Enfermedad del espíritu

Gonzalo Rojas S. | Sección: Educación, Familia, Religión, Sociedad

Acosos, acuchillamientos, peleas rodando por los suelos. De esos comportamientos entre escolares -y de muchos otros más-  han hablado los medios en los últimos días.

Si a eso se suma que son matriculados (no necesariamente estudiantes, en sentido estricto) los que agreden a carabineros del tránsito, los que lanzan molotov, los que se enfrascan en pugilatos con vendedores ambulantes, en fin, los que asaltan la municipalidad de Puente Alto… comienza a extenderse la convicción de que, debido a la pandemia, nuestros alumnos padecen de graves problemas de salud mental.

Parece que se ha olvidado que ya mucho antes del coronavirus los índices de violencia intra escolar eran muy malos y que, si el encierro ha agravado la situación posterior, las cuarentenas no son la causa explicativa de los dramáticos índices de violencia juvenil.

Por supuesto, hay jóvenes mentalmente enfermos, qué duda cabe, pero vincular la violencia de muchos a una supuesta enfermedad mental de casi todos, es un grave error.

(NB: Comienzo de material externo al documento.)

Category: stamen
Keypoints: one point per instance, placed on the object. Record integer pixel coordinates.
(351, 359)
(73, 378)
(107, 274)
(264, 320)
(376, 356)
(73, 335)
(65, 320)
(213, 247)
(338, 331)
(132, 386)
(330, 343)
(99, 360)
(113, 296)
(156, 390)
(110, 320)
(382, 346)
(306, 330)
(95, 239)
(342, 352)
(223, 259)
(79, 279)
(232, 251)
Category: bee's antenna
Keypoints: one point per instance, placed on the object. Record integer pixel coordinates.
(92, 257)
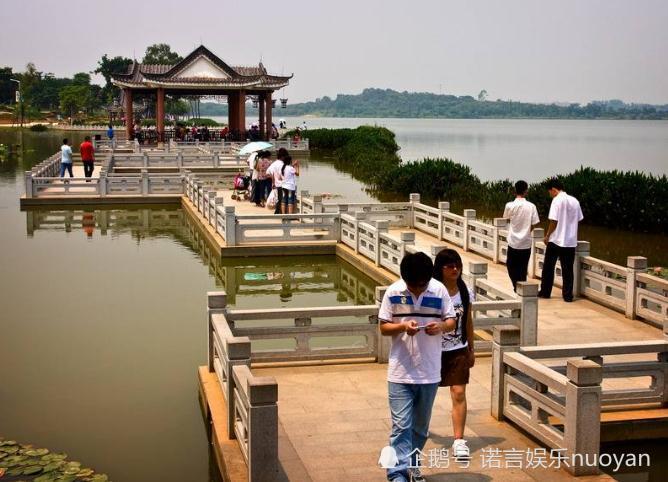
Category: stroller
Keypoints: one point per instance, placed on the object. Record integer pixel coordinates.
(242, 187)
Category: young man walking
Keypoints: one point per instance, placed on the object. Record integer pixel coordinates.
(561, 239)
(523, 215)
(87, 157)
(415, 312)
(65, 159)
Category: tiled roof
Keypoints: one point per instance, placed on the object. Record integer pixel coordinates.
(142, 74)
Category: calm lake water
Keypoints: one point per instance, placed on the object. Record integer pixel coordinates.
(103, 320)
(531, 149)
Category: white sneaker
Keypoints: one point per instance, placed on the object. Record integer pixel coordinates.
(460, 450)
(416, 475)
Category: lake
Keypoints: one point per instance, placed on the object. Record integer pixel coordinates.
(103, 320)
(533, 149)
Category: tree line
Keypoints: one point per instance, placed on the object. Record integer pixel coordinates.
(44, 94)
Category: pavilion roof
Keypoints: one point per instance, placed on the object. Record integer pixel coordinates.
(201, 68)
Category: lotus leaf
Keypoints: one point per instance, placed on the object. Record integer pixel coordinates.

Ese diagnóstico errado trae, además, varias consecuencias lamentables.

La de menor importancia, pero grave en sí misma, es la sobrecarga de trabajo para los consultorios sicológicos y siquiátricos. Como se parte de la base de que son enormes los porcentajes de nuestros jóvenes que padecen diversas enfermedades mentales, la recomendación -¡la exigencia!- de consultar especialistas se extiende hasta el infinito, con la consiguiente destinación de recursos económicos, pérdida de tiempo y desviación del trabajo que habría que enfocar en quienes verdaderamente lo necesitan. 

Más delicado es que a partir de la consideración de que “hay tantos niños enfermos por la pandemia”, se consoliden dos tendencias muy dañinas para la misma juventud. Por una parte, se convierta a los agresores en inimputables en virtud de su debilidad mental y, por otra, se rebajen aún más todos los niveles de exigencia escolar y universitaria, porque “no vayamos a terminar por enfermar a los pocos que están sanos”.

Pero la tercera consecuencia es la más preocupante. Consiste en tranquilizar la conciencia dejando la causa del mal en simples alteraciones patológicas, en vez de reconocer que la enfermedad de fondo es fundamentalmente espiritual. O, dicho de otra manera, cerrarse a la verdad de que en realidad con la violencia juvenil estamos frente a las consecuencias de las carencias en la vida de fe, en la estabilidad familiar, en el desarrollo de las virtudes, en el rechazo del mal moral.

Es enfermedad del espíritu la que padecemos en la sociedad chilena. Mientras no la corrijamos en la base, todo lo demás es placebo.